Siemens is mulling a sale of its struggling gas turbine business, as the market shows no sign of recovery.
That’s according to a Bloomberg report quoting people who asked to remain unnamed. A sale is just one of the options on the table, with the company also looking at potentially combining with a rival.
Berenberg analyst Simon Toennessen put revenue this year at $6.5bn and said a sale would be the “best outcome for shareholders.”
The deliberations come after Siemens unveiled a plan in November to cut 6,900 jobs at the power and gas division and close some factories.
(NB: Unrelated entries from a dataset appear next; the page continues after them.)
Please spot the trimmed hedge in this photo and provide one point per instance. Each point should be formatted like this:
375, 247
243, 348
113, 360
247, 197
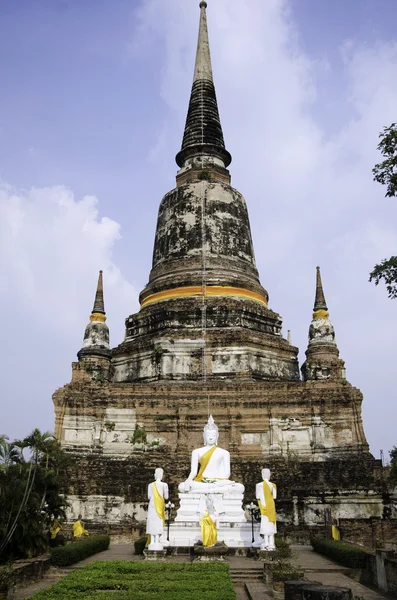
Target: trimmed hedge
133, 580
140, 544
348, 556
63, 556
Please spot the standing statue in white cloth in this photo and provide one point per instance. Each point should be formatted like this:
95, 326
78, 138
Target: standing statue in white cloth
266, 493
157, 494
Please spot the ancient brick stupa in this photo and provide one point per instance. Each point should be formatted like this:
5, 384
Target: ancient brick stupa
204, 338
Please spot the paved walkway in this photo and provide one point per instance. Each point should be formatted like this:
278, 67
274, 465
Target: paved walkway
322, 569
245, 573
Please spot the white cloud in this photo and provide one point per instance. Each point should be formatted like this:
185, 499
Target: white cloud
51, 249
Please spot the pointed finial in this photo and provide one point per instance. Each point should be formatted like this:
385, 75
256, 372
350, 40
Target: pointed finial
203, 134
203, 67
98, 312
320, 306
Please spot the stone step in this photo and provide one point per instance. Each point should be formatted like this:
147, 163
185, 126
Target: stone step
246, 577
257, 591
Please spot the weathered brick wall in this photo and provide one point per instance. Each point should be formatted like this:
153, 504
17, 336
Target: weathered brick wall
372, 533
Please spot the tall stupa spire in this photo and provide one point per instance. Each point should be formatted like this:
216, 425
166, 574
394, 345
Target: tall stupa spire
203, 136
319, 302
96, 335
98, 312
322, 354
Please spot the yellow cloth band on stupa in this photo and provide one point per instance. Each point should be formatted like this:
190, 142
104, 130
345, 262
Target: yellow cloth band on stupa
210, 290
209, 533
159, 502
204, 460
269, 510
320, 314
98, 317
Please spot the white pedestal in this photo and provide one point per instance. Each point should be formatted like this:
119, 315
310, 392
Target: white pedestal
228, 506
235, 535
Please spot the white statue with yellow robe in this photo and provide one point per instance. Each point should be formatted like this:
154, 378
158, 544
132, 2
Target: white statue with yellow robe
157, 494
266, 493
210, 467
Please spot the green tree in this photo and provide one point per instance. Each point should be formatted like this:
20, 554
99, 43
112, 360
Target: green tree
385, 173
30, 493
393, 464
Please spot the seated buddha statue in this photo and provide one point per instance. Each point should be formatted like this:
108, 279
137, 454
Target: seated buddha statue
210, 467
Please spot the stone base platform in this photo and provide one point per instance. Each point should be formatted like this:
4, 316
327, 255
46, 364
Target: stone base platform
235, 535
228, 506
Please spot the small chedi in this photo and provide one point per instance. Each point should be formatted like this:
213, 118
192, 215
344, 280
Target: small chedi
157, 494
206, 329
266, 493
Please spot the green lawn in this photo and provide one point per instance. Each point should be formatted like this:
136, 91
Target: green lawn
124, 580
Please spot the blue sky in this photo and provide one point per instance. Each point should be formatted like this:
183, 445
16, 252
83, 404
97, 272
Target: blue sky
92, 107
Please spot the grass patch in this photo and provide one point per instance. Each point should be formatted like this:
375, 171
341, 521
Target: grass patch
144, 581
345, 554
63, 556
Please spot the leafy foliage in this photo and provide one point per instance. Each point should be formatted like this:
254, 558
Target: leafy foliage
287, 573
387, 270
386, 171
348, 556
143, 580
63, 556
386, 174
393, 464
140, 544
30, 493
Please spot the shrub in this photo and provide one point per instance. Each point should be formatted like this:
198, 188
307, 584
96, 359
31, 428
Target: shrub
63, 556
283, 548
133, 580
140, 544
348, 556
287, 573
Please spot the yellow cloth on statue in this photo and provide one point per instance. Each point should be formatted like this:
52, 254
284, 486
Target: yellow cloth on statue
269, 510
78, 530
55, 529
208, 530
159, 502
204, 460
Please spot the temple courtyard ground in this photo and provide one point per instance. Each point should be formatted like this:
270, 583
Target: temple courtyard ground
246, 573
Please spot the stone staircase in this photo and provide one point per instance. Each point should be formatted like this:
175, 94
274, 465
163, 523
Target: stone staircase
248, 583
242, 575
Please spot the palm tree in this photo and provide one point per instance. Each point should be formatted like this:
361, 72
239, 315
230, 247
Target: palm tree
39, 445
9, 453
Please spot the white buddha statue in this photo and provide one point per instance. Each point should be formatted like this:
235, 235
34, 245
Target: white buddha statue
157, 494
266, 493
210, 467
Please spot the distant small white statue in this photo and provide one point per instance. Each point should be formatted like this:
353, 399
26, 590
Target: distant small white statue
266, 493
157, 494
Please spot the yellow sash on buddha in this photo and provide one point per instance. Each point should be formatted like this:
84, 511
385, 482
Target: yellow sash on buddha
269, 510
208, 530
78, 529
159, 502
204, 460
55, 529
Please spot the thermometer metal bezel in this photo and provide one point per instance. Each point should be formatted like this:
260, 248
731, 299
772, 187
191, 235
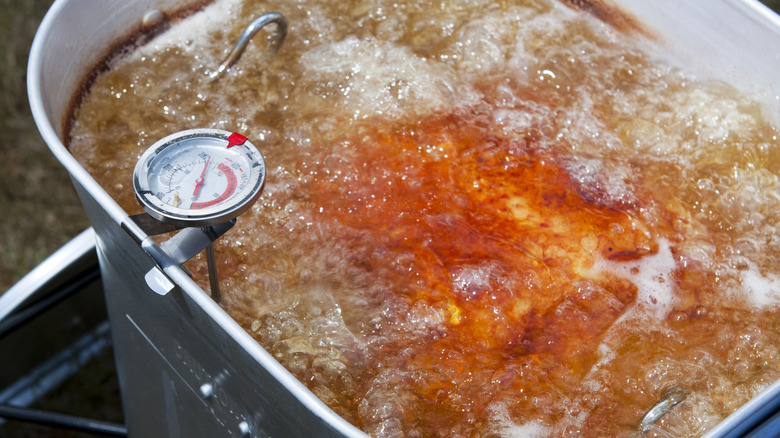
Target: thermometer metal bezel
224, 211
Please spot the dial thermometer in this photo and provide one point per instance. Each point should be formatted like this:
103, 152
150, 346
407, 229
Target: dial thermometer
199, 177
200, 180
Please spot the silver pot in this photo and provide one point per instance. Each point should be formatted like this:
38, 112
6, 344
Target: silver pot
185, 367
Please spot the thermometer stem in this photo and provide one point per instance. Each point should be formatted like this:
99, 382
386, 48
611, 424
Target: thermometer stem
211, 260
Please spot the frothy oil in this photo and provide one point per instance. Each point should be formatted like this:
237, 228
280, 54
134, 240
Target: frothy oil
481, 218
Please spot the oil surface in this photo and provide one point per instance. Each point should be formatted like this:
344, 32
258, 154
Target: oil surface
481, 218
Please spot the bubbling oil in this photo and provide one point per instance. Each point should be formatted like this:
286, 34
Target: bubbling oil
481, 218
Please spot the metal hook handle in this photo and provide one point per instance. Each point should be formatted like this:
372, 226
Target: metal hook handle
668, 401
248, 34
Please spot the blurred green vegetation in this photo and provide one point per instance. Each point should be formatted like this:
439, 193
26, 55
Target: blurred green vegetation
40, 210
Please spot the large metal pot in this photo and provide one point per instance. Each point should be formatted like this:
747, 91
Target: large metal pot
185, 367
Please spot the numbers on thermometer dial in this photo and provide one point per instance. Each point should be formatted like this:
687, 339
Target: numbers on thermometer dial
201, 181
199, 177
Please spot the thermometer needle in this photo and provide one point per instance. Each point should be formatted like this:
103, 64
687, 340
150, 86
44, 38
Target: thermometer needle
199, 181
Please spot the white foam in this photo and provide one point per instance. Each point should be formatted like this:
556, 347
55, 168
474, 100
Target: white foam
505, 427
368, 77
652, 276
189, 33
760, 290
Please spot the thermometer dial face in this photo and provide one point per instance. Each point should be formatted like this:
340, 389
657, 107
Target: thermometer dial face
199, 177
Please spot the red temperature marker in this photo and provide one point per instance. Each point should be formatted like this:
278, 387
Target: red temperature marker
235, 139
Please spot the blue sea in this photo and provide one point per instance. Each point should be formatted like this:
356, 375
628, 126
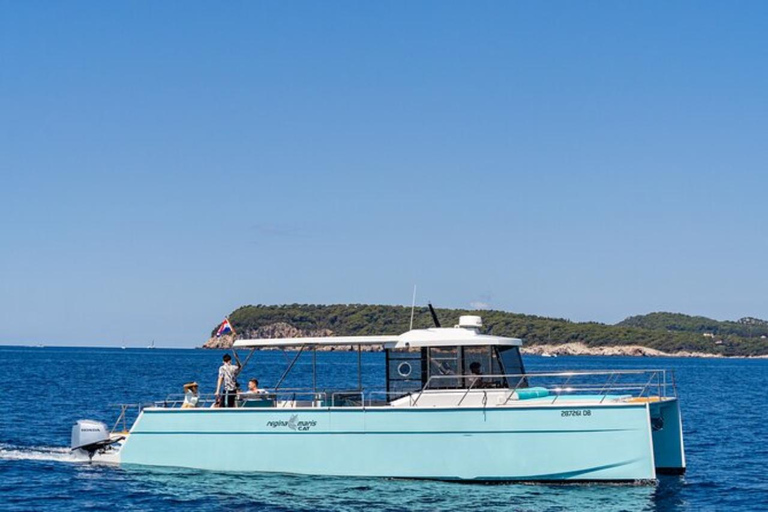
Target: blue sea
45, 390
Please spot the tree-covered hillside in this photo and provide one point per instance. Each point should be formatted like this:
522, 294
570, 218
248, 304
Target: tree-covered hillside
357, 319
746, 327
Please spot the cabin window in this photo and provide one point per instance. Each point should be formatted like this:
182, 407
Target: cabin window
444, 368
512, 364
405, 372
482, 368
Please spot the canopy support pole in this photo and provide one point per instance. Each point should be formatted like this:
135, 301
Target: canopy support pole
314, 369
360, 367
290, 366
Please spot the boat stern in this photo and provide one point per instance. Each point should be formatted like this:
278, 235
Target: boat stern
667, 433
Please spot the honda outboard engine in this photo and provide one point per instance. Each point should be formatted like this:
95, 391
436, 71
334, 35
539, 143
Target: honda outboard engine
91, 436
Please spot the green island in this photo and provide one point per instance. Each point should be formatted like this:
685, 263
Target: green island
659, 333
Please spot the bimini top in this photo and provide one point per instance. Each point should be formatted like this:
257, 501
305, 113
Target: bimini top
464, 334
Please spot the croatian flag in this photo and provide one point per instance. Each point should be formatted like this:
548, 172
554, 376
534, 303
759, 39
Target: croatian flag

The unit, which produces giant turbines in Berlin, Charlottesville, Virginia and Finspong, Sweden, has suffered from a collapse in orders as the global energy industry shifts to renewable sources like wind and solar and away from large-scale power plants that run on fossil fuels. Finding a buyer may not be easy as competitors face similar issues.
Siemens Chief Executive Officer Joe Kaeser has previously said in interviews that the turbine activity isn’t part of the company’s future “industrial core.” That’s a reversal for a business that once held pride of place, with Siemens regularly taking visiting dignitaries on tours of the Berlin factory.
Siemens Chief Financial Officer Ralf Thomas told investors in March that he expects the market for large gas turbines to fall to 100 units in 2018, 10 percent less than the company had previously expected, according to analyst notes about the event.
The outlook for the global turbine business has faded since 2014 when GE and Siemens sparred over the fate of Alstom.
The potential acquirers for Siemens’s large turbine business, according to Berenberg’s Toennessen, are Mitsubishi Heavy, which could raise antitrust concerns with GE, or Shanghai Electric Group Co.